以上代码的空间复杂度为O(1),因为我们没有使用任何额外的空间。
KMP算法
在这个程序中,我们将使用KMP算法来找到旋转,让我们来看一下代码。
示例
// function to check if one string is equal to another using KMP
function check(str1, str2){
// checking the size of both strings
if(str1.length != str2.length){
return false;
}
var len = str1.length;
// create lps that will hold the longest prefix
var lps = Array.from({length: len}, (_, i) => 0);
// length of the previous longest prefix suffix
var len_p = 0;
var i = 1;
lps[0] = 0;
// the loop calculates lps[i] for i = 1 to n-1
while (i < len) {
if (str1.charAt(i) == str2.charAt(len_p)) {
lps[i] = ++len_p;
i++;
} else {
if (len_p == 0) {
lps[i] = 0;
i++;
} else {
len_p = lps[len_p - 1];
}
}
}
i = 0;
// match from that rotating point
for(var k = lps[len - 1]; k < len; k++) {
if (str2.charAt(k) != str1.charAt(i++)){
return false;
}
}
return true;
}
// defining the strings
var str1 = "abcdef"
var str2 = "cdefab"
console.log("The given strings are " + str1 + " and " + str2);
// calling the function
if(check(str1,str2)){
console.log("Yes, we can obtain the second string from the given string by rotating it.");
} else{
console.log("No, we cannot obtain the second string from the given string by rotating it.");
}
// defining the strings
str1 = "abcdef"
str2 = "bacdef"
console.log("The given strings are " + str1 + " and " + str2);
// calling the function
if(check(str1,str2)){
console.log("Yes, we can obtain the second string from the given string by rotating it.");
} else{
console.log("No, we cannot obtain the second string from the given string by rotating it.");
}
输出
The given strings are abcdef and cdefab
Yes, we can obtain the second string from the given string by rotating it.

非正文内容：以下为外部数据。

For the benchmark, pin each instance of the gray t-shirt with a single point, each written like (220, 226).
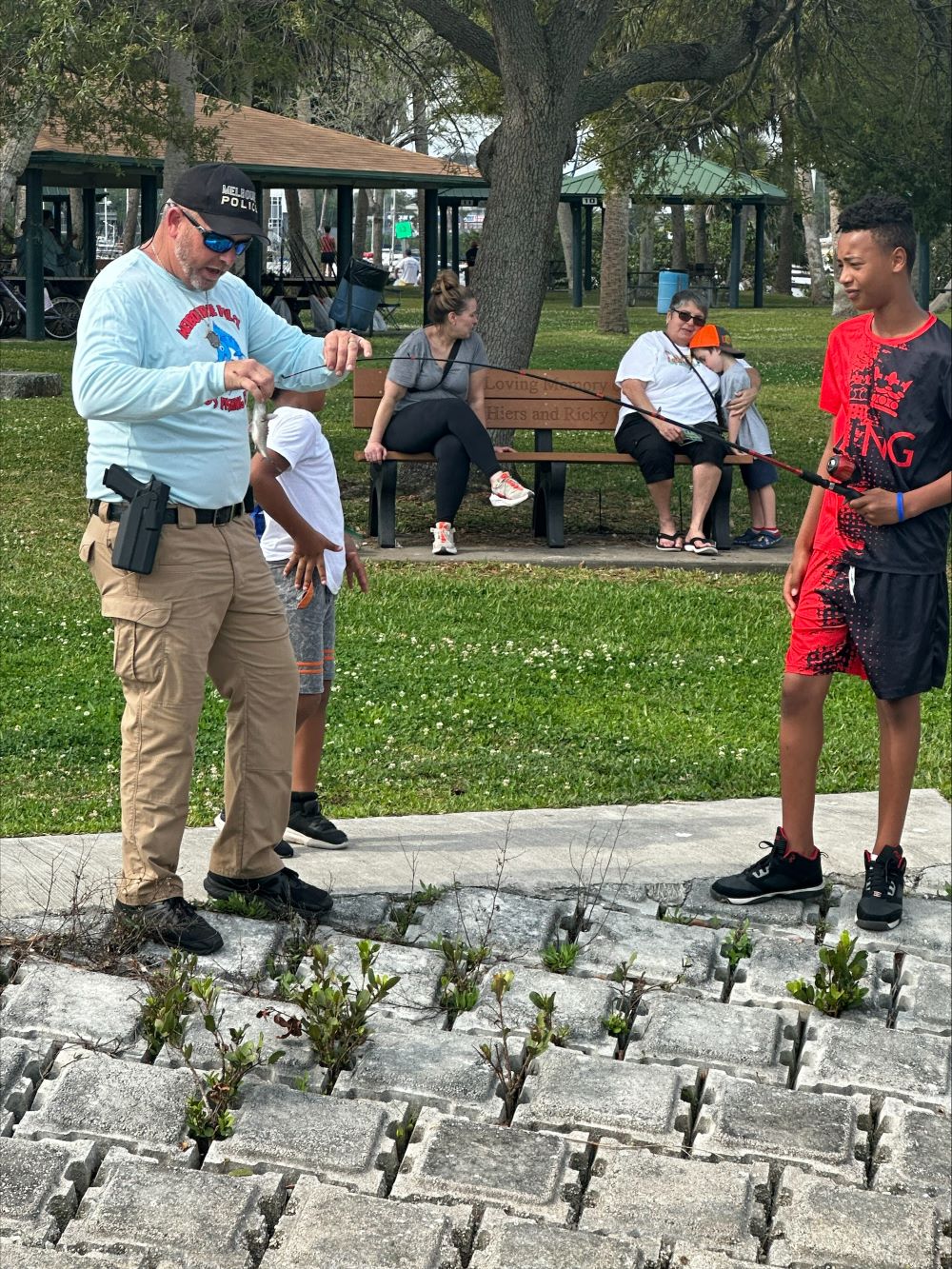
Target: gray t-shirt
(421, 373)
(753, 430)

The given strings are abcdef and bacdef
No, we cannot obtain the second string from the given string by rotating it.
时间和空间复杂度
对于上面的程序,时间复杂度和空间复杂度都是O(N)。我们使用了额外的空间来存储lps数组中的值。
结论
在本教程中,我们实现了一个JavaScript程序,通过将字符串的字符向左或向右旋转,检查是否可以从另一个给定的字符串中获得一个给定的字符串。我们采用了原生的方法,它的时间复杂度是O(N*N),空间复杂度是O(1)。此外,我们还实现了KMP算法,它的时间复杂度和空间复杂度都是O(N)。